Moses wasn’t the only one like this though. 

  • Righteous Job covered his mouth speechless when he finally encountered God whom he so desired to question (Job 40:4). 
  • The presence of God made Joshua the commander on the eve of battle fall on his face and worship (Josh 5:14). 
  • King David marveled that God would even think about creatures as small as himself (Ps 8:3-4). 
  • King Solomon, the richest and most successful leader in Israel, saw himself in the presence of God as a little child unable to discern the simplest of tasks (1 Kings 3:7). 
  • After experiencing the LORD high and lifted up (Isa 6:1), Isaiah didn’t feel better about himself but feared for his safety given his sinful condition (Isa 6:5).

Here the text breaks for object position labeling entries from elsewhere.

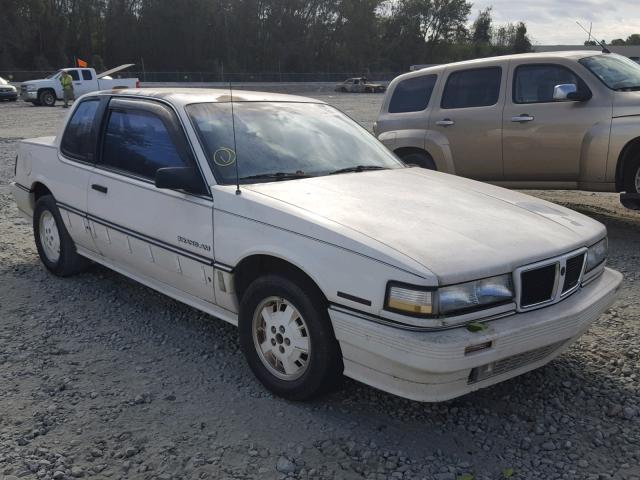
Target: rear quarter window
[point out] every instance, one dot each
(412, 94)
(78, 140)
(478, 87)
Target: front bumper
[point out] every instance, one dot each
(432, 366)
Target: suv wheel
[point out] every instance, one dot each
(55, 247)
(47, 98)
(419, 159)
(287, 338)
(632, 175)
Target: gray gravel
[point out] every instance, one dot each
(103, 378)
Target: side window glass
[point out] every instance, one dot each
(479, 87)
(535, 83)
(78, 139)
(139, 143)
(412, 94)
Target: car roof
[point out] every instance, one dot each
(185, 96)
(542, 56)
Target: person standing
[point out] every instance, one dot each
(67, 88)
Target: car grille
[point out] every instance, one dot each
(512, 363)
(538, 285)
(549, 281)
(573, 272)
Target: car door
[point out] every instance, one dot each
(86, 83)
(77, 154)
(165, 236)
(543, 138)
(469, 119)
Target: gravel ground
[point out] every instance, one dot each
(103, 378)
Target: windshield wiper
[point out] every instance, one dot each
(358, 168)
(276, 176)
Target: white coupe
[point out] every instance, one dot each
(282, 216)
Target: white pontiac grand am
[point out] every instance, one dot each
(330, 255)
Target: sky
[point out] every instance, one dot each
(553, 22)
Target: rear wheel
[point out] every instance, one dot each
(47, 98)
(419, 159)
(632, 175)
(55, 247)
(287, 338)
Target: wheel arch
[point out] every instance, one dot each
(628, 152)
(256, 265)
(38, 189)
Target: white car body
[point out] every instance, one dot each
(85, 80)
(351, 234)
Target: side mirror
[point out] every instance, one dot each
(568, 92)
(180, 178)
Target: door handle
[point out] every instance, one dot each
(522, 118)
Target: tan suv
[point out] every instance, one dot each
(565, 120)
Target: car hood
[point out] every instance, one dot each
(457, 228)
(626, 104)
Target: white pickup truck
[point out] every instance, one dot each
(330, 255)
(47, 90)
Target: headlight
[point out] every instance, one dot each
(409, 299)
(597, 254)
(478, 293)
(427, 302)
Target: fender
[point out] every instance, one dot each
(434, 143)
(625, 133)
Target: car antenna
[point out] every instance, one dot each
(598, 42)
(235, 145)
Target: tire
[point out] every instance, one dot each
(631, 175)
(420, 159)
(51, 237)
(47, 98)
(311, 369)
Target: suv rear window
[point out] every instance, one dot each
(412, 94)
(78, 138)
(479, 87)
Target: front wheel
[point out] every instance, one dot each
(632, 175)
(287, 338)
(55, 247)
(419, 159)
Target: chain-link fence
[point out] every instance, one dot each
(191, 77)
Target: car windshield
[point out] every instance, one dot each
(615, 71)
(281, 140)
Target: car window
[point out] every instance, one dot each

These examples from the great cloud of witnesses (Heb 12:1) are just a sampling.  When people encountered God in the Old Testament and the New Testament, they rarely walked away thinking highly of themselves.  In fact, they rarely thought of themselves at all.

Their gaze had been set on another much more magnificent and had displaced the need to focus upon themselves any longer.  

Andrew Murray wrote, “True humility comes when before God we see ourselves as nothing, have put aside self, and let God be all.  The soul that has done this, and can say, ‘I have lost myself in finding you,’ no longer compares itself with others.  It has given up forever any thought of self in God’s presence.”

Most people attempt to exalt themselves in one way or another.  Jesus once again breaks the paradigm by teaching that servant leaders don’t position themselves for exaltation.  They do their job and allow God to do the positioning.  Jesus taught that someone should not even desire to sit at the head table but instead seek out the lowliest place possible (Luke 14:8).

Nearing his death, Jesus even taught his disciples that no one should even aspire to an office of leadership (Matt 23:10).  Combatting the Pharisees who thought that their efforts earned them special places of leadership in God’s eyes, Jesus actually opposed the very desire to be a leader based on one’s perceived qualifications.  Jesus sated, “Whoever exalts himself shall be humbled; and whoever humbles himself shall be exalted” (Matt 23:12).  The totality of Scripture affirms Jesus’ statement.

God can and will dramatically humble those who try to promote themselves.    

As Jesus humbly washed his disciples’ feet during the Last Supper (John 13:5-20), he exemplified true humility.  Not only was it an unthinkable, lowly task, omniscient Jesus willfully washed the feet of Judas who would soon betray him (John 18:1-9), Peter who would deny him (John 18:25-27), and the remaining ten disciples who would abandon him in the crucial coming hours (Matt 26:56).

If Jesus, who did not regard equality with God as something to be grasped (Phil 2:6), could humble himself, should it really be that difficult for someone like me to humble myself?  Humility should be the natural response to encountering Christ.

If I truly encounter Jesus, how can I not be humble?